Die Revision wird zurückgewiesen.

Begründung

1 Die Revisionswerber sind syrische Staatsangehörige. Der Erstrevisionswerber und die Zweitrevisionswerberin sind miteinander verheiratet und Eltern der minderjährigen Dritt- und Viertrevisionswerber.

2 Die Revisionswerber stellten am 2. April 2016 jeweils Anträge auf internationalen Schutz und brachten zu den Fluchtgründen vor, dass in Syrien Krieg herrsche, die Kurden unterdrückt würden und sie Angst um das Leben ihrer Kinder hätten.
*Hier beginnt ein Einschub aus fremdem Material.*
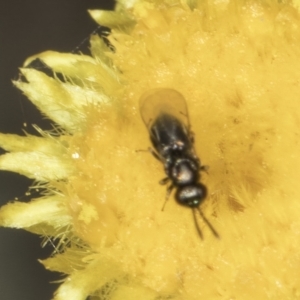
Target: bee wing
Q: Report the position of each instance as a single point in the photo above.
(163, 101)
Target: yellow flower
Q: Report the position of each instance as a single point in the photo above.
(237, 65)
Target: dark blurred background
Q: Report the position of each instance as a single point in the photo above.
(27, 28)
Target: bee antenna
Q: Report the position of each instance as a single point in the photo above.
(197, 225)
(215, 233)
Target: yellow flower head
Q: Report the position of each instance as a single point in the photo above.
(236, 63)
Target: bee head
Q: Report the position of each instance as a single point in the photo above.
(191, 195)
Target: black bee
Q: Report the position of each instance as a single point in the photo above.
(165, 114)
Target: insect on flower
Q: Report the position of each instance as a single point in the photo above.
(164, 112)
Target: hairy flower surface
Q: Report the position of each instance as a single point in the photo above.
(237, 65)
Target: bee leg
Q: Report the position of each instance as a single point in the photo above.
(169, 190)
(164, 181)
(204, 168)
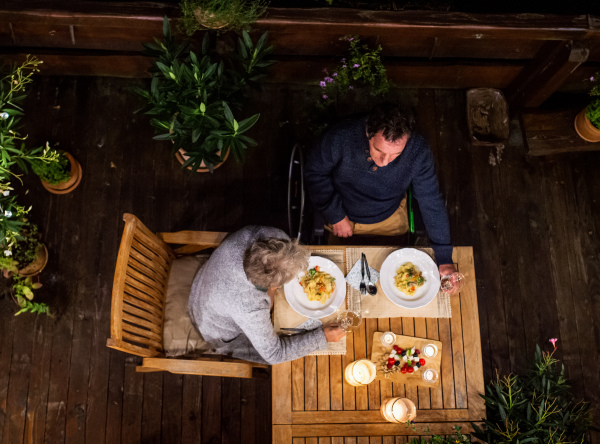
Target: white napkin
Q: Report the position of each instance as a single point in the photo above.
(353, 278)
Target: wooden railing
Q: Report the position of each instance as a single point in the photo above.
(421, 49)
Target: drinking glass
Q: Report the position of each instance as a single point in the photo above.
(451, 283)
(349, 321)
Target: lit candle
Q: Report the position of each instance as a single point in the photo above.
(430, 350)
(430, 375)
(360, 372)
(388, 339)
(394, 410)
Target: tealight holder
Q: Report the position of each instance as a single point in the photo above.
(430, 350)
(398, 410)
(388, 339)
(361, 372)
(430, 375)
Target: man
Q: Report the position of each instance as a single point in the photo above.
(358, 174)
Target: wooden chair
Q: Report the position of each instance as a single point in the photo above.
(138, 300)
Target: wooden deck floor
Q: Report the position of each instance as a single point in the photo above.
(534, 224)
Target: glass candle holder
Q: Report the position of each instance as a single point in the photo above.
(388, 339)
(412, 409)
(361, 372)
(394, 410)
(430, 375)
(398, 410)
(430, 350)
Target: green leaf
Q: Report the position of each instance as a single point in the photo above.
(247, 40)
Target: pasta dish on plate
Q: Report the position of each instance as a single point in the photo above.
(408, 279)
(318, 285)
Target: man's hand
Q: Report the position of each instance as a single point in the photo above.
(333, 332)
(446, 269)
(343, 228)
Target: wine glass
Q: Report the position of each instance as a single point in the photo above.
(349, 320)
(451, 283)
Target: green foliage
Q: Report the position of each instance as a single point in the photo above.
(52, 171)
(23, 288)
(455, 438)
(222, 15)
(593, 109)
(362, 68)
(535, 408)
(192, 96)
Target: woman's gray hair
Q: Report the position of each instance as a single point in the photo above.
(272, 262)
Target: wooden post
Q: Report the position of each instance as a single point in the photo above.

3 Mit Bescheiden vom 14. November 2017 wies das Bundesamt für Fremdenwesen und Asyl die Anträge der Revisionswerber hinsichtlich der Zuerkennung des Status eines Asylberechtigten gemäß § 3 Abs. 1 iVm § 2 Abs. 1 Z 13 AsylG 2005 ab, erkannte diesen gemäß § 8 Abs. 1 AsylG 2005 den Status des subsidiär Schutzberechtigten zu und erteilte ihnen eine befristete Aufenthaltsberechtigung gemäß § 8 Abs. 4 AsylG 2005.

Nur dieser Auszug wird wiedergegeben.